Pathways - Jeri Taylor [74]

By Root 1368 0

All of it sounded dreadful to B’Elanna. Battlefields? Shrines? She could relate to none of it. She knew her mother assumed that, after ten years of hearing the history, the myths, the legends, the stirring tales of valor, she was sufficiently inundated in the Klingon past to appreciate its present. Prabsa couldn’t know how completely her daughter had shut out her ceaseless teachings.

They were disgorged from the final shuttle flight into a vast spacedock thronged with people, all of whom seemed to be talking at the top of their voices.
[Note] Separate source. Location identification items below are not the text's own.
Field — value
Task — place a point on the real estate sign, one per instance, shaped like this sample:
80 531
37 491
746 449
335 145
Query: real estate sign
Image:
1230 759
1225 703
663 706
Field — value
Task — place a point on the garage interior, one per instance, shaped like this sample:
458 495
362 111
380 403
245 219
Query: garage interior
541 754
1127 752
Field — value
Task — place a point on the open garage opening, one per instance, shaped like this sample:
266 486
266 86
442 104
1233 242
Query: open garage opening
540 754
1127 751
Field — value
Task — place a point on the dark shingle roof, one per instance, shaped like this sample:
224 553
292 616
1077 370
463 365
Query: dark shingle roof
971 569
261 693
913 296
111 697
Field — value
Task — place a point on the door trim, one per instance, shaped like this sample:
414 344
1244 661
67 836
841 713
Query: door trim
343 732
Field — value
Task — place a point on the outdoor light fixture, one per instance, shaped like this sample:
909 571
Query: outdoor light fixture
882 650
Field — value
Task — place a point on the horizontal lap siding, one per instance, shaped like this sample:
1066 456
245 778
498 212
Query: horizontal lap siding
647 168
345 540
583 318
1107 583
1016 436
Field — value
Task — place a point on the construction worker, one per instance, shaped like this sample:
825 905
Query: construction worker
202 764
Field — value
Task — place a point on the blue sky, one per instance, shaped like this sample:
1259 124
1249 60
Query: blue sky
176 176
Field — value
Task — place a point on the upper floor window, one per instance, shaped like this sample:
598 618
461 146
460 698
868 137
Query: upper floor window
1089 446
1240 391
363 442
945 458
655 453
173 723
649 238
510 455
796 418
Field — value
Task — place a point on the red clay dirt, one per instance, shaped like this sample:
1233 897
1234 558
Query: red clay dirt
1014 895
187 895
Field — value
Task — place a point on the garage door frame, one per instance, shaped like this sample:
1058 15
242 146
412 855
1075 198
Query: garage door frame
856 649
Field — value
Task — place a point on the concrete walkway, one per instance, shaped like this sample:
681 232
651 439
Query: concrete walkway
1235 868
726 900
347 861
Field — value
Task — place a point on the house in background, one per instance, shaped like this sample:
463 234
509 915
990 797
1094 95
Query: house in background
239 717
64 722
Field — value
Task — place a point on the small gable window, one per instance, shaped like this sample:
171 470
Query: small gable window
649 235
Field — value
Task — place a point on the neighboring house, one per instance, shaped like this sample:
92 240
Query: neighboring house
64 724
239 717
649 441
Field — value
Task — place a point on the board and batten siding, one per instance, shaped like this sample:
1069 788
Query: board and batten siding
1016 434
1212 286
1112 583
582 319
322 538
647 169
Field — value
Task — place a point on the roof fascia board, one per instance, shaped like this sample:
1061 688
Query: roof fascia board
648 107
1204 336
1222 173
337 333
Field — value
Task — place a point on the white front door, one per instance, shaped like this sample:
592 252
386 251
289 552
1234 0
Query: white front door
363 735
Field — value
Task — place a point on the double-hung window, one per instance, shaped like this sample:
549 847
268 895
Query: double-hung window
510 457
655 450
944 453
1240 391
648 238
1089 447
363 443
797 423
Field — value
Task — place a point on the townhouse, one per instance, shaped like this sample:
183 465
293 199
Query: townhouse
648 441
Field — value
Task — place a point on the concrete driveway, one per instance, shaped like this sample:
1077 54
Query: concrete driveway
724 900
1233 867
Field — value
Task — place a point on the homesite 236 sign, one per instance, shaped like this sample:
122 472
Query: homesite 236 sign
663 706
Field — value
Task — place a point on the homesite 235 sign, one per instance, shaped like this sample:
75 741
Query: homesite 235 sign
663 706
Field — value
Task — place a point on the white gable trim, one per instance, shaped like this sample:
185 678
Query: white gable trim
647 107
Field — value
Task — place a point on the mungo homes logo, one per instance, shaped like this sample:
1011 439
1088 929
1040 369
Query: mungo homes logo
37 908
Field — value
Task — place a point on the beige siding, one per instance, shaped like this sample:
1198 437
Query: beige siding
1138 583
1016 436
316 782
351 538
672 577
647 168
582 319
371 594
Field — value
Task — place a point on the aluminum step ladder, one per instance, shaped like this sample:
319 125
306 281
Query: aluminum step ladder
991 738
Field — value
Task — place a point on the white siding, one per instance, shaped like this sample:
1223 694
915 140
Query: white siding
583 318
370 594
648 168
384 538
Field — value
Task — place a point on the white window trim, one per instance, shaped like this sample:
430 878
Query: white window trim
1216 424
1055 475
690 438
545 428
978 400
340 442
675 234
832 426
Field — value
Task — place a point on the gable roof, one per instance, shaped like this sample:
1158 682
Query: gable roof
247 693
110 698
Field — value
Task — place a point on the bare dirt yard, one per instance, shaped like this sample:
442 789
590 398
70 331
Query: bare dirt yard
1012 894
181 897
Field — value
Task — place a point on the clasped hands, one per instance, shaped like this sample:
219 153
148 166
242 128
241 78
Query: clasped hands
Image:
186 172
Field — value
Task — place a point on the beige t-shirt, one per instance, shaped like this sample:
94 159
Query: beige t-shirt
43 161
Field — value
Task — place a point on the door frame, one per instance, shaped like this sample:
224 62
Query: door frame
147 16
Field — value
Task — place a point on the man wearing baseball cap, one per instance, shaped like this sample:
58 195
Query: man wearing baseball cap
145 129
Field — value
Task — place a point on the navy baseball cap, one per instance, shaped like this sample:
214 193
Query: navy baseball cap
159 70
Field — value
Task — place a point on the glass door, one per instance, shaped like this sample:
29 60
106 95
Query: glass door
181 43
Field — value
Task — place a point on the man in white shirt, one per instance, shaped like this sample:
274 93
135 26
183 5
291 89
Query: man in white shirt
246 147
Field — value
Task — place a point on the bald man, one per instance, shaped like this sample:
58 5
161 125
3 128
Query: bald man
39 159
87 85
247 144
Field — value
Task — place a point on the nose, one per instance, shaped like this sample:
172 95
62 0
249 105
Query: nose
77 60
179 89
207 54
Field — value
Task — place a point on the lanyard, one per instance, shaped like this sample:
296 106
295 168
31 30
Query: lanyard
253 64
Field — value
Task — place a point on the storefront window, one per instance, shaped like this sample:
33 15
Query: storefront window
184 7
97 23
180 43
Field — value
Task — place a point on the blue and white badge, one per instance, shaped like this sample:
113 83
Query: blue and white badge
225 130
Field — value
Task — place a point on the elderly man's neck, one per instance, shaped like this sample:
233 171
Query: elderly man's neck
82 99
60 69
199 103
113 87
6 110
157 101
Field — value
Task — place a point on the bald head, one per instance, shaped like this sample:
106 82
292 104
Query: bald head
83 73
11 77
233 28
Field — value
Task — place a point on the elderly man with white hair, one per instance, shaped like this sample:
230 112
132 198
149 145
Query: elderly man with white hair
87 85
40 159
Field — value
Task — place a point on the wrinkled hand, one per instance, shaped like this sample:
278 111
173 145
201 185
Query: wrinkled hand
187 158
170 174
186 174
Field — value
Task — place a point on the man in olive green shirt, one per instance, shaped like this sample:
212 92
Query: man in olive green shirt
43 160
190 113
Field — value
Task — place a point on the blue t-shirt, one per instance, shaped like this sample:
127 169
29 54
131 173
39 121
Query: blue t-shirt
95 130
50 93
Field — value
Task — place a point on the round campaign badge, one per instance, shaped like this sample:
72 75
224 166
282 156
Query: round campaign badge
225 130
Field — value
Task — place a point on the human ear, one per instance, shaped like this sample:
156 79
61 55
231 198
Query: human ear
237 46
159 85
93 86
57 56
B’Elanna clung to her mother’s hand as they made their way through the crowds, her mother entering into the verbal fray right along with the rest.

“Move aside . . . we’re passing through . . . watch yourself, ghargh, your smelly feet are in the way.” Prabsa kept up this oral bombardment as they pushed and shoved their way across the huge floor of the docking area, hurling insults to anyone who was in their way, snarling with what B’Elanna assumed was feigned rage when people failed to move aside, and in general behaving as rudely as everyone else there.

B’Elanna was horrified. She had never seen people conduct themselves in this way, had never known these kinds of crowds, where people all shouted and reviled each other, where there were no rules of decorum, no manners. Her ears began to ring from the din, and her arm ached where her mother clutched it, dragging her through this mass of pulsing, chaotic Klingonhood.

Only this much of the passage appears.